The net effect was "a national security environment in which an informed airman’s perspective is not only not missed but actually discouraged," said retired Air Force Maj. Gen. Charles D. Link. Through the next four years, the new leaders of the Air Force made a "conscious choice" not to promote airpower.
Air Force fighter and bomber programs were choked off and the diminished status of the force was made obvious to all. "Our most important air and space mission is supporting our troops and those of our allies on the front lines," said Deputy Secretary of Defense William J. Lynn III.
With the war in Iraq supposedly won, the United States shifted focus to Afghanistan, where the most lethal combat measures were curtailed in an effort to gain acceptance and support of the local population. The counterinsurgency strategy, said National War College professor Richard B. Andres, "requires the United States to engage in a relatively low-tech, manpower-intensive form of warfare that pits one of its greatest weaknesses against one of its opponents’ greatest strengths."
Meanwhile, the capability to project global power, particularly airpower, declined. As retired Air Force Maj. Gen. Charles J. Dunlap Jr. has pointed out, the Pentagon seemed unable "to distinguish sufficiently between the serious challenge of irregular wars and the need to deter truly existential threats posed by nation states."
The Air Force share of the defense budget shrank to a record low. Procurement was cut back. Aircraft were retired to save money with those remaining in the inventory mostly old, wearing out, and ever fewer in numbers.
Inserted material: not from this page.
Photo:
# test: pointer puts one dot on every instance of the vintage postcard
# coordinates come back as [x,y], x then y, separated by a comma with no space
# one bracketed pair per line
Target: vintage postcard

Potential adversaries narrowed the gap in capabilities for conventional and regional conflicts.
The reduced posture and vacillating resolution practically invite challenge. "Many international leaders believe the United States will be reluctant to use force again in the future," Andres said. "Ironically, then, the US commitment to this [low-intensity] form of warfare has reduced its ability to influence the actions of potential opponents."
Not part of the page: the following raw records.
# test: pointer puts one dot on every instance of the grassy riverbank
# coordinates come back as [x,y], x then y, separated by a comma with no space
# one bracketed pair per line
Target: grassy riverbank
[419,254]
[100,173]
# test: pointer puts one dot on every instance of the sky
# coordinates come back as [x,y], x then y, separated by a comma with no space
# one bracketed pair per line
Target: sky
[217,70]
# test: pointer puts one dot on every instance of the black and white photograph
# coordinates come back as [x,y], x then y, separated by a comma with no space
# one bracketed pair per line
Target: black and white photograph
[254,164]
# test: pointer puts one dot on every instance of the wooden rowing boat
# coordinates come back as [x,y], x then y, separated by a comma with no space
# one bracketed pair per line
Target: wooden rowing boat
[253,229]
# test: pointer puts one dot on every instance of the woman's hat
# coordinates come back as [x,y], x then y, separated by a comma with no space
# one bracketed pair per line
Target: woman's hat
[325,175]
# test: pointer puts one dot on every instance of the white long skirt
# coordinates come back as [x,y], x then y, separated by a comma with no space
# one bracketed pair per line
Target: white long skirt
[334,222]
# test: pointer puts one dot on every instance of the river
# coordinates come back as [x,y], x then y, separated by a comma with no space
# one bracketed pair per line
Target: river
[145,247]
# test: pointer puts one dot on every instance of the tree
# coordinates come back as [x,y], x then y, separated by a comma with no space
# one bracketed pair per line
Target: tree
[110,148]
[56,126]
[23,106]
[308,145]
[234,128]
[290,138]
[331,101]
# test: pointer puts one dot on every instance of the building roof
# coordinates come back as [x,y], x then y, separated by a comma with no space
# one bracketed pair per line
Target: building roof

The United States has not gotten much gain in return for this loss of strategic capability, and the meager results from the long counterinsurgency operations are not commensurate with American loss of life and limb or the heroic sacrifices of the forces engaged.
Leon E. Panetta replaced Gates as Secretary of Defense in July 2011. With Afghanistan winding down, Panetta declared a "strategic turning point" and issued new defense guidance in January 2012, reversing several elements of the Gates doctrine. Panetta said the force would "no longer be sized to conduct large-scale, prolonged stability operations" and announced a transition from "emphasis on today’s wars to preparing for future challenges." The revised guidance and moderate reductions in the Army and Marine Corps were promptly denounced by ground power advocates.
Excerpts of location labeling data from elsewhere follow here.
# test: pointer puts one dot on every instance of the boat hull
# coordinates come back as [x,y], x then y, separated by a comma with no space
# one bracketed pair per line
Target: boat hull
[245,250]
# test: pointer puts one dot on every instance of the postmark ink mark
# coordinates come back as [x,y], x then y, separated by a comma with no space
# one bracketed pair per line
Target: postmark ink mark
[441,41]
The revised defense guidance is but a small step and it is too soon to guess how meaningful it will be. It does not specifically prescribe any restoration of airpower and it does not provide for additional resources. At present, all focus is on fiscal aspects of the defense program with the looming threat of a funding sequester.
In any case, the decline of airpower is still in progress, and the Air Force has already been cut so much that a bounce-back will be difficult. The land power culture in the Pentagon, strong before, has gotten much stronger. How much change it will tolerate remains to be seen.
The imbalance in strategy and forces could persist. It could get worse. But it cannot continue indefinitely without encountering a critical crisis or challenge which—for the first time—the United States may not be prepared to meet.